Senator Nash reveals staffer's lobby links
Assistant Health Minister Fiona Nash tells the Senate her chief of staff, Alastair Furnival, owns shares in a company that lobbies for the junk food industry.PT2M5S http://www.canberratimes.com.au/action/externalEmbeddedPlayer?id=d-32hfy 620 349 February 12, 2014
The senior government bureaucrat in charge of the new healthy food star ratings has been stripped of responsibility for the program.
The change comes after the healthy food star rating website was published and then quickly taken down at the insistence of federal Assistant Health Minister Fiona Nash and her chief of staff.
Under fire: Assistant Health Minister Fiona Nash in Parliament House on Wednesday. Photo: Andrew Meares
In an email obtained by Fairfax Media, Kathy Dennis, the assistant secretary in the Healthy Living and Food Policy branch of the Department of Health, said she would no longer be in charge of the healthy star ratings, which is a system for food manufacturers to label their product packaging voluntarily with easy-to-understand health information.
"I am writing to provide you with updated information about arrangements for the Front-of-Pack Labelling Secretariat, following a restructure within the Department of Health," Ms Dennis writes. She states that she will continue to be in charge of all other food matters beside the healthy food ratings, on which she has worked for the past two years.
"I look forward to continuing to work with you on all other food matters," she says.
A screen grab of the website before it was discontinued.
Fairfax Media understands that the move is unusual, as it will result in the director of the healthy star program now reporting to someone less senior than Ms Dennis, despite Ms Dennis still retaining control of other food issues.
Public health and consumer groups are furious that the site has been taken offline after two years in development, and have accused the government of bowing to the interests of the junk food industry.
Senator Nash has been under fire in Parliament this week after she revealed that she and her chief of staff, Alastair Furnival, had intervened to take down the healthy star website, despite it being developed as part of a state and territory food ministers’ forum.
Fairfax Media understands Senator Nash chairs the forum, but does not have executive decision-making control over it, with programs developed on a consensus basis.
In a late-night statement to the senate on Tuesday, Senator Nash revealed Mr Furnival had a shareholding in a company that lobbies for the soft-drink and confectionary industry.
Earlier that day she had told Parliament there was "no connection whatsoever" between her chief of staff and the company, Australian Public Affairs (APA).

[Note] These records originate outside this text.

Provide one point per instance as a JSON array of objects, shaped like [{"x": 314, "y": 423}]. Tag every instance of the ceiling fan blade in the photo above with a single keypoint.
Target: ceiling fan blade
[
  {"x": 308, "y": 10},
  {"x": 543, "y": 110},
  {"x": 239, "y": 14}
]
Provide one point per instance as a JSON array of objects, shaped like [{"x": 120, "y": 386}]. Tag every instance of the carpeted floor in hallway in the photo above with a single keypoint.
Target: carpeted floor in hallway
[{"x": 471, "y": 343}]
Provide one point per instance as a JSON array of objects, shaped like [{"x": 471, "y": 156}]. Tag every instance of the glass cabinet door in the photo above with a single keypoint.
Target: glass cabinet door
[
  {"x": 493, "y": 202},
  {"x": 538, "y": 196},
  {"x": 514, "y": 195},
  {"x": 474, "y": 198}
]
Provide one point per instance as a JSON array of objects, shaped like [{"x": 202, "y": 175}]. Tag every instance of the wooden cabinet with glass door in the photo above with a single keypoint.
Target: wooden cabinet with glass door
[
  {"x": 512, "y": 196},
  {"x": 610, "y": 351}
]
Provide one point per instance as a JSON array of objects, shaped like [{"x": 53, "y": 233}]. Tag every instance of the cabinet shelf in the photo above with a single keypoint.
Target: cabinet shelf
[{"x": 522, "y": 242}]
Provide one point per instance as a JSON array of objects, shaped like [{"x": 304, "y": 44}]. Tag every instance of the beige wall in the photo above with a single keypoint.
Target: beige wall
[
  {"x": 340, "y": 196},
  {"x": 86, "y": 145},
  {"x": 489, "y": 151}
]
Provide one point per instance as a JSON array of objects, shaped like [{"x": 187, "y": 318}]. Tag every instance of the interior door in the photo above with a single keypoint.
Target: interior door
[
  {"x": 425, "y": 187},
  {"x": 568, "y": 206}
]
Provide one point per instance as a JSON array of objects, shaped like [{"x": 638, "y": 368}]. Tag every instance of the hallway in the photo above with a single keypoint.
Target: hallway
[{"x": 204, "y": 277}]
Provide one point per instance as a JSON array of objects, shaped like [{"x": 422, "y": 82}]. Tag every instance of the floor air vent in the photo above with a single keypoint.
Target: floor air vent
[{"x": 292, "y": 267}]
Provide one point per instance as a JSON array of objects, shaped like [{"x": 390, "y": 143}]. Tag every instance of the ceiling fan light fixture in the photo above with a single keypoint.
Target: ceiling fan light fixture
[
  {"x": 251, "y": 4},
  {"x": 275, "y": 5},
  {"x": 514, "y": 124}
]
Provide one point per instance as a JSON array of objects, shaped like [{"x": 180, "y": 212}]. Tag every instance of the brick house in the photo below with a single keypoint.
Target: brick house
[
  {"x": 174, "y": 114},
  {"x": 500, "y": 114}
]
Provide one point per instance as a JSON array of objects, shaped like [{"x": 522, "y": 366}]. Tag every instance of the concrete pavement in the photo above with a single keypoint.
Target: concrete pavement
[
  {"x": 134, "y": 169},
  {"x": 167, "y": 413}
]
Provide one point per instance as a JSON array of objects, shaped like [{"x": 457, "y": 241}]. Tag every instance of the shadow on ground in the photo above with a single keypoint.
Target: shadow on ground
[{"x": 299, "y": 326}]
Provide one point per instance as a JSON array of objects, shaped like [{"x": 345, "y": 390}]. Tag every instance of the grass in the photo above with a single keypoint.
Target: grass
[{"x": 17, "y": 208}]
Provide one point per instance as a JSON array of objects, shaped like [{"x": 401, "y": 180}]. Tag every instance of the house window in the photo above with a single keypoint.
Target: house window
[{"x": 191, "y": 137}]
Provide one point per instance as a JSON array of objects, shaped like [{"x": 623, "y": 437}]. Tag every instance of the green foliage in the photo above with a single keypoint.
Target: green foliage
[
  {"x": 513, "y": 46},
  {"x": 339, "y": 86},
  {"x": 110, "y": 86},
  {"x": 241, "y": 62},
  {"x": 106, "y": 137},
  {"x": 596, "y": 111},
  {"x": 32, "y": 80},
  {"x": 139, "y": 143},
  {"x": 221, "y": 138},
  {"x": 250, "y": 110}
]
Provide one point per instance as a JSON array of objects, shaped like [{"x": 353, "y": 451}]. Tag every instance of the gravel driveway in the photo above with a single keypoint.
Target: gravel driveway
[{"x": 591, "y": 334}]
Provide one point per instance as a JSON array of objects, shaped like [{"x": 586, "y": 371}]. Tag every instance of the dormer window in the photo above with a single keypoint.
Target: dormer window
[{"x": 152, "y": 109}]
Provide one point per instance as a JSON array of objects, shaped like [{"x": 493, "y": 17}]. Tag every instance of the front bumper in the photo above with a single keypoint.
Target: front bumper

Labor has accused Senator Nash of making misleading statements, and of violating rules that insist ministers and their staff must disclose any real or apparent conflict of interest, and divest themselves of any interests in private companies involved in the area of their ministerial responsibilities.
The architect of the conflict of interest rules, Senator John Faulkner, said it was clear the government’s statement of standards for ministerial staff had been breached.
"I am genuinely disappointed to have to say that these revelations represent serious negligence in her conduct of her ministerial responsibilities," he told Parliament on Wednesday.
Senator Nash had said she was "fully aware" of the rules around disclosure of conflict of interest, and that none existed despite Mr Furnival’s shareholding in APA.
"My chief of staff took proper and appropriate steps to prevent any conflict of interest with the private business of APA and by withdrawing from any work from APA, and on that basis there was no conflict of interest," she said.
She said Mr Furnival had not earned any money from his shareholding, and that his wife, Tracey Cain, who is the sole director and secretary of the company, had undertaken not to conduct any lobbying in the health area.
In a statement, Ms Cain said she had not made any representations on behalf of food industry clients since September.
"It would be disappointing if we had reached a point where people were disqualified from public service as a result of expertise that they, or for that matter, their wives, had gained in the private sector," Ms Cain said.
A spokeswoman for the federal Department of Health said there were "all sorts of reporting arrangements" within the department.
"In this instance it was decided that, as the ministerial food standards forum is a joint Commonwealth and State and Territory committee, that the secretariat should report to a separate officer, other than the Commonwealth officer responsible for food issues," she said.